Cyber Architecture and design
The key fundamentals of security are imbedded in the root of the system architecture and design. Without an effective strategy at this level, the remaining security process can become difficult and expensive to manage or correct. We can provide consultancy to ensure you architecture has a sound baseline to work from. We also provide a service to review your current architecture to ensure there are no design issues that could allow an attacker to gain access to sensitive information. With our experience within HMG, the Space industry, the Mobile sector and critical national infrastructure we are more than capable of supporting both small business and corporate environments.
Secure Software Development and Testing
We have experience in supporting the software development lifecycle or the both the flight systems and GPS delivery for the Galileo project.

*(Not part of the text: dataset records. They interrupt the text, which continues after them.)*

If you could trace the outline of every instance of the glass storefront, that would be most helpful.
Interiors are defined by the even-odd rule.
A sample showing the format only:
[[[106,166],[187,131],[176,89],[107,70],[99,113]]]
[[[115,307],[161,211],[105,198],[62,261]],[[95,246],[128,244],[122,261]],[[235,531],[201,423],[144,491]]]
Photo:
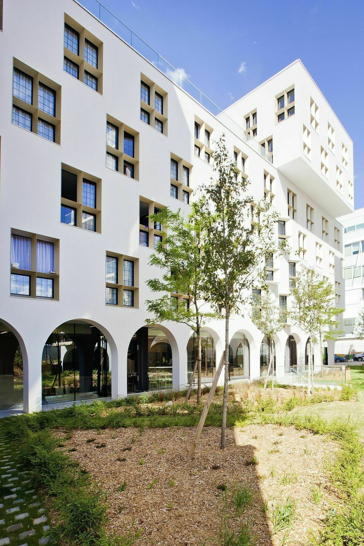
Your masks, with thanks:
[[[23,358],[16,337],[0,322],[0,410],[23,408]]]
[[[230,378],[248,378],[250,375],[249,342],[241,332],[234,334],[229,347],[229,371]]]
[[[187,343],[187,382],[191,379],[191,374],[197,359],[197,336],[192,334]],[[205,330],[201,330],[201,380],[208,383],[212,381],[216,372],[215,344],[211,336]],[[197,373],[194,382],[197,384]]]
[[[86,322],[66,322],[43,348],[42,403],[69,402],[111,394],[108,342]]]

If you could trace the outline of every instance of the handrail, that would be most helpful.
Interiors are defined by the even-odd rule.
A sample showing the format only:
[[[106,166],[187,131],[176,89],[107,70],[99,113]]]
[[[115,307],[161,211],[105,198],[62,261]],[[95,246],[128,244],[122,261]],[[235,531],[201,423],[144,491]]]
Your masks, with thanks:
[[[250,148],[260,154],[268,163],[273,164],[272,152],[266,150],[254,140],[254,138],[247,134],[246,130],[230,117],[224,110],[209,99],[179,70],[175,68],[138,34],[133,32],[108,8],[99,2],[99,0],[74,0],[74,1],[85,8],[123,41],[142,55],[169,79],[181,87],[196,102],[214,116],[222,124],[236,134],[243,142],[246,143]]]

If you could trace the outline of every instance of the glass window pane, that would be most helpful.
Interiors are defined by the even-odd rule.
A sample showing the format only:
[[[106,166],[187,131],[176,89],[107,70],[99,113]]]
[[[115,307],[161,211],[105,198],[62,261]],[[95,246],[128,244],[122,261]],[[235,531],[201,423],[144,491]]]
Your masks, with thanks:
[[[56,135],[56,128],[52,123],[49,123],[47,121],[39,119],[38,120],[38,134],[39,136],[43,136],[43,138],[46,139],[47,140],[54,142]]]
[[[88,40],[85,40],[85,60],[89,64],[97,68],[98,49]]]
[[[96,215],[82,211],[82,228],[89,232],[96,232]]]
[[[69,225],[76,225],[76,209],[70,207],[61,205],[61,222]]]
[[[25,102],[33,102],[33,78],[14,68],[13,75],[13,94]]]
[[[116,156],[113,156],[112,153],[106,152],[106,167],[113,170],[118,170],[118,158]]]
[[[78,55],[79,40],[80,35],[78,32],[76,32],[68,25],[65,25],[64,47]]]
[[[119,129],[110,122],[106,123],[106,145],[116,150],[119,147]]]
[[[53,279],[37,277],[37,298],[53,298]]]
[[[55,246],[47,241],[37,241],[37,271],[53,273],[55,269]]]
[[[89,87],[92,87],[96,91],[97,91],[97,78],[93,76],[89,72],[85,70],[85,83]]]
[[[124,290],[123,305],[126,307],[134,307],[134,292],[132,290]]]
[[[31,293],[31,277],[25,275],[11,274],[10,294],[29,296]]]
[[[96,184],[85,179],[82,182],[82,205],[96,208]]]
[[[68,72],[68,74],[70,74],[71,76],[73,76],[74,78],[79,79],[79,66],[76,64],[75,63],[73,63],[71,61],[68,59],[67,57],[64,57],[64,60],[63,61],[63,70],[65,72]]]
[[[129,133],[124,133],[124,153],[134,157],[134,136]]]
[[[51,116],[56,115],[56,92],[39,84],[38,108]]]
[[[19,269],[29,270],[31,268],[31,244],[30,237],[11,235],[11,263],[17,264]]]
[[[115,256],[106,256],[106,282],[117,284],[117,258]]]
[[[110,305],[117,305],[117,288],[106,288],[106,302]]]
[[[124,286],[134,286],[134,262],[124,260]]]
[[[146,104],[150,102],[150,88],[144,81],[140,82],[140,100]]]
[[[32,130],[32,114],[21,108],[13,106],[13,123],[28,131]]]

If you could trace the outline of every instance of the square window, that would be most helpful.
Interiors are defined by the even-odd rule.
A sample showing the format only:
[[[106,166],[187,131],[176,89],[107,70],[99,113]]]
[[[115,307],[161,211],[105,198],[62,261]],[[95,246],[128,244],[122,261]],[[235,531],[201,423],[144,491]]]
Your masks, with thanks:
[[[154,235],[154,248],[157,248],[158,244],[162,242],[162,235]]]
[[[140,119],[149,125],[149,112],[146,112],[142,108],[140,109]]]
[[[124,260],[124,286],[134,286],[134,262]]]
[[[37,298],[53,298],[53,279],[37,277]]]
[[[76,64],[75,63],[73,63],[67,57],[64,57],[64,60],[63,61],[63,70],[65,72],[68,72],[68,74],[70,74],[71,76],[73,76],[74,78],[78,80],[79,66],[78,64]]]
[[[129,178],[134,178],[134,165],[127,161],[124,162],[124,174]]]
[[[96,208],[96,184],[85,179],[82,181],[82,205]]]
[[[68,25],[64,25],[64,47],[73,51],[76,55],[79,54],[79,43],[80,34]]]
[[[61,222],[68,225],[76,225],[76,209],[71,207],[61,205]]]
[[[38,108],[51,116],[56,115],[56,92],[43,84],[39,84]]]
[[[178,198],[178,188],[174,184],[171,184],[171,197],[175,199]]]
[[[149,86],[145,84],[144,81],[141,81],[140,82],[140,100],[145,102],[146,104],[149,104],[150,103],[150,93],[151,90]]]
[[[125,307],[134,307],[134,292],[132,290],[124,290],[123,294],[123,305]]]
[[[139,245],[140,246],[149,246],[149,233],[142,229],[139,230]]]
[[[106,167],[113,170],[118,170],[118,158],[112,153],[106,152]]]
[[[97,68],[97,57],[98,50],[96,45],[88,40],[85,40],[85,60],[89,64]]]
[[[32,130],[32,114],[18,108],[16,106],[13,106],[13,123],[15,125],[19,125],[23,129],[26,129],[28,131]]]
[[[118,150],[119,147],[118,127],[109,121],[106,122],[106,145],[116,150]]]
[[[186,186],[189,186],[189,169],[188,167],[186,167],[183,165],[183,183]]]
[[[89,87],[91,87],[96,91],[97,91],[97,78],[93,76],[89,72],[86,72],[86,70],[85,70],[84,81],[86,85],[88,85]]]
[[[13,94],[25,102],[33,102],[33,78],[16,68],[13,74]]]
[[[38,134],[39,136],[43,136],[47,140],[54,142],[56,128],[52,123],[49,123],[47,121],[39,118],[38,120]]]
[[[185,189],[182,192],[182,201],[184,203],[187,203],[187,205],[189,203],[189,193]]]
[[[106,256],[106,282],[117,284],[117,258],[115,256]]]
[[[134,157],[134,136],[129,133],[124,133],[124,153]]]
[[[163,114],[163,97],[156,92],[155,108],[159,114]]]
[[[82,228],[89,232],[96,232],[96,215],[82,211]]]
[[[178,179],[178,164],[175,159],[171,159],[171,178]]]
[[[117,305],[117,288],[106,288],[106,302],[110,305]]]
[[[159,133],[163,132],[163,123],[160,120],[154,118],[154,129],[156,129]]]
[[[26,275],[11,274],[10,294],[29,296],[31,293],[31,277]]]

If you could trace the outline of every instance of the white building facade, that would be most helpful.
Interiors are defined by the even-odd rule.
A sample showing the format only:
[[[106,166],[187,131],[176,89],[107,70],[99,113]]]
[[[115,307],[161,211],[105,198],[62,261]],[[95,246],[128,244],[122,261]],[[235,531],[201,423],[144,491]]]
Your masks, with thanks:
[[[278,213],[277,242],[289,240],[269,274],[282,311],[301,260],[322,271],[344,305],[335,218],[353,210],[353,145],[302,63],[222,112],[95,7],[3,3],[1,410],[186,384],[195,359],[190,330],[145,326],[145,282],[160,275],[148,265],[160,227],[148,216],[163,206],[188,213],[194,189],[212,175],[213,142],[223,133],[254,200],[265,194]],[[222,321],[205,329],[205,381],[224,329]],[[230,330],[230,379],[259,377],[268,349],[248,310]],[[289,326],[276,336],[277,373],[304,363],[307,340]]]

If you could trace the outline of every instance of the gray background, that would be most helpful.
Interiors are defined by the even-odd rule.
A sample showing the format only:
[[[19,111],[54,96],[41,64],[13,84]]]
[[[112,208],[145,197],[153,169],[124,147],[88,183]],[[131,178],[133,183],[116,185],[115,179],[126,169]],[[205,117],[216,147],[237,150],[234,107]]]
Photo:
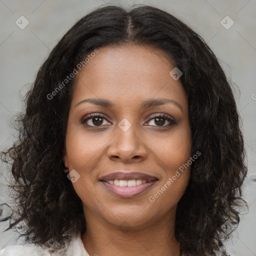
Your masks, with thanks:
[[[0,0],[0,150],[14,140],[12,134],[15,132],[10,122],[21,109],[20,98],[64,33],[97,6],[134,3],[164,10],[190,26],[208,44],[232,82],[246,137],[249,175],[244,194],[250,208],[249,212],[242,216],[240,224],[227,248],[234,256],[256,256],[256,0]],[[16,24],[22,16],[30,22],[23,30]],[[226,16],[234,22],[229,29],[220,22]],[[226,26],[231,24],[228,20],[224,20]],[[6,202],[8,194],[6,167],[2,166],[1,203]],[[4,212],[6,210],[4,208]],[[6,226],[6,223],[0,224],[0,248],[22,242],[16,240],[16,233],[2,232]]]

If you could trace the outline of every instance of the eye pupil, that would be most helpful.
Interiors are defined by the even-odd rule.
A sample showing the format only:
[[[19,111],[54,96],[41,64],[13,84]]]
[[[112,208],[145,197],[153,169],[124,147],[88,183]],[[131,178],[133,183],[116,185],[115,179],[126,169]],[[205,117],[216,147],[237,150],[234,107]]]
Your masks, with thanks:
[[[162,122],[160,122],[160,126],[163,126],[164,124],[164,118],[156,118],[156,120],[157,120],[157,122],[158,122],[158,120],[162,120]],[[156,123],[156,124],[157,124],[157,122],[156,122],[154,121],[154,122]],[[158,123],[159,124],[159,123]]]
[[[98,120],[101,120],[100,121],[98,121]],[[94,122],[94,120],[98,120],[98,121],[96,121],[96,122]],[[97,126],[97,125],[100,125],[100,124],[102,124],[102,118],[92,118],[92,123],[96,125],[96,126]]]

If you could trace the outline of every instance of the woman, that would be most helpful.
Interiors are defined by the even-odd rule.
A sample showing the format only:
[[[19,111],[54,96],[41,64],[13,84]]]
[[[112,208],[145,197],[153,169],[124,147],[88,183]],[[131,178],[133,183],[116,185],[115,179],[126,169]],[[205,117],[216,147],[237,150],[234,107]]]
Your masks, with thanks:
[[[26,102],[2,153],[18,215],[2,221],[25,223],[28,242],[0,256],[226,253],[244,139],[216,57],[182,22],[146,6],[96,10],[53,49]]]

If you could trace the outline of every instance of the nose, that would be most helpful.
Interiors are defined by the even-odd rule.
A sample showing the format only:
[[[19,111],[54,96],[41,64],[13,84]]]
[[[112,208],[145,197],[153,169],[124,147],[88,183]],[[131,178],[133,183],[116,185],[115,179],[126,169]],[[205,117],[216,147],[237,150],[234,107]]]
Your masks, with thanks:
[[[122,126],[116,126],[114,132],[116,135],[110,140],[108,150],[110,159],[124,162],[134,162],[146,158],[146,142],[143,141],[135,125],[132,125],[127,130],[122,130]]]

This included the static analysis of development code and both dynamic application and network testing of the delivered system at the Satellite ground control station and the uplink facilities spread across the globe.
SOC delivery and analytical capabilities
We have extensive experience in provided consultancy on the development of SOC capabilities within the UK. This has involved the procurement and management of security systems form IDS, firewall and supporting SEIM capabilities. This includes the development of collaborative working between international organisations to provide operational and strategic response capabilities.
Training and Personal Development
We can help you develop your Cyber Security strategic training policy for your organisation, providing consultancy in training needs analysis and CBT packages. By working with your HR department we can either assist your organisation to provide in house development or assist in outsourcing the delivery of training as you require.
Cyber Security Policy and Management
Without the right balance of knowledge and experience, most organisation struggle to develop and effective Cyber Security Policy. We can provide consultancy in developing a bespoke policy to meet your organisations need. This will all us to develop a strategic management structure so that you can meet the modern Cyber threats head on. This will include the development of incident response, management and recovery processes to ensure you can effectively respond when the worst happens.
This field covers a vast area of compliances and controls, from the physical security of your premises, staff and documentation to the Cyber environment that you use to support your R&D, services and delivery. We can support you in all aspects of auditing your environment, providing detailed reports on current levels of controls, any areas that need improving and a strategy to support the development of a get well plan.
The service can extend into the review and Penetration testing and vulnerability assessment of your boundary and internal controls. This will provide the assurance that your cyber environment is configured to industry best practice, legislative policies and international standards.